O dinheiro para Neymar

Mas há mais casos graúdos na carreira do advogado. Outro muito mediático foi o que envolveu a transferência milionária de Neymar do Barcelona para o PSG. O processo envolveu alguns imbróglios jurídicos – desde logo porque a Liga espanhola se recusou, numa primeira instância, a aceitar os 222 milhões da indemnização pela rescisão unilateral e sem justa causa do avançado brasileiro, alegando que um cheque tão chorudo era incompatível as regras do faiyplay financeiro. No hay problema: a equipa de advogados liderada por Juan de Dios Pérez resolveu o assunto – e foi o advogado agora contratado pelo Sporting que carregou no bolso o cheque com o valor mais alto de sempre pago por um jogador de futebol.
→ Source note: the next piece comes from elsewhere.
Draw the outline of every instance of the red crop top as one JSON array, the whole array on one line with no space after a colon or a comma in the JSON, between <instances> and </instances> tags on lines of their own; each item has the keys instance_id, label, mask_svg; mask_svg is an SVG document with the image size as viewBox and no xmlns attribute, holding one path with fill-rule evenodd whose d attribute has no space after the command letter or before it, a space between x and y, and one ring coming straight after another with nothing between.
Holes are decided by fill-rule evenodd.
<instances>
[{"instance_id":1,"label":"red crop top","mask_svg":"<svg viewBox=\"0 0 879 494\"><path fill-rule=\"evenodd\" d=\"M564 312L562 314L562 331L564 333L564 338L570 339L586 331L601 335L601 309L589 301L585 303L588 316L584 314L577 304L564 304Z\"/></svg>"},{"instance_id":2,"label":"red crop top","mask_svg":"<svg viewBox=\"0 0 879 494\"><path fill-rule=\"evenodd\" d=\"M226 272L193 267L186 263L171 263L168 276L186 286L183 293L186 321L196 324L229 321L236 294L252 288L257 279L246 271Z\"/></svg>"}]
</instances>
Mas Juan de Dios Pérez foi também o advogado que reduziu para metade o castigo ao jogador peruano Paolo Guerrero, que acusou doping num controlo – a defesa alegou que tudo era culpa de um chá que continha folhas de coca, mas que não foi propositado. Exatamente o mesmo que conseguiu provar no caso de José Angulo, o avançado equatoriano que acusou cocaína e que foi suspenso por dois anos pela FIFA. Juan Pérez conseguiu reduzir o castigo para metade, provando que o jogador não agiu de forma intencional.

A revolução nas transferências

Pérez tem ainda o nome escrito num processo que revolucionou o mercado de transferências internacional – quando o jogador escocês Andy Webster se tornou o primeiro a evocar o artigo 17 do regulamento de transferências da FIFA. Trocado por miúdos, o tal artigo prevê que um atleta possa rescindir livremente com o clube onde atua se tiverem passados três anos desde que assinou (ou dois, caso tenha mais de 28 anos) e apenas para representar uma equipa estrangeira . Webster recorreu a esse artigo para deixar o Hearts e ingressar no Wigan, mudando-se da Escócia para Inglaterra. Depois de uma sentença que condenou o jogador a pagar 625 mil libras (perto de 720 mil euros), as mãos de Juan de Dios Crespo Pérez conseguiram fazer magia e reduzir a indemnização paga pelo jogador: 150 mil libras (perto de 172 mil euros), correspondentes ao valor que receberia se tivesse permanecido no clube.

Já deu para perceber que estamos a falar de um craque, não já? É com este homem que Rui Patrício, Daniel Podence, Gelson Martins, William Carvalho, Bas Dost, Bruno Fernandes, Rafael Leão, Rodrigo Battaglia e Rúben Ribeiro vão ter de se entender.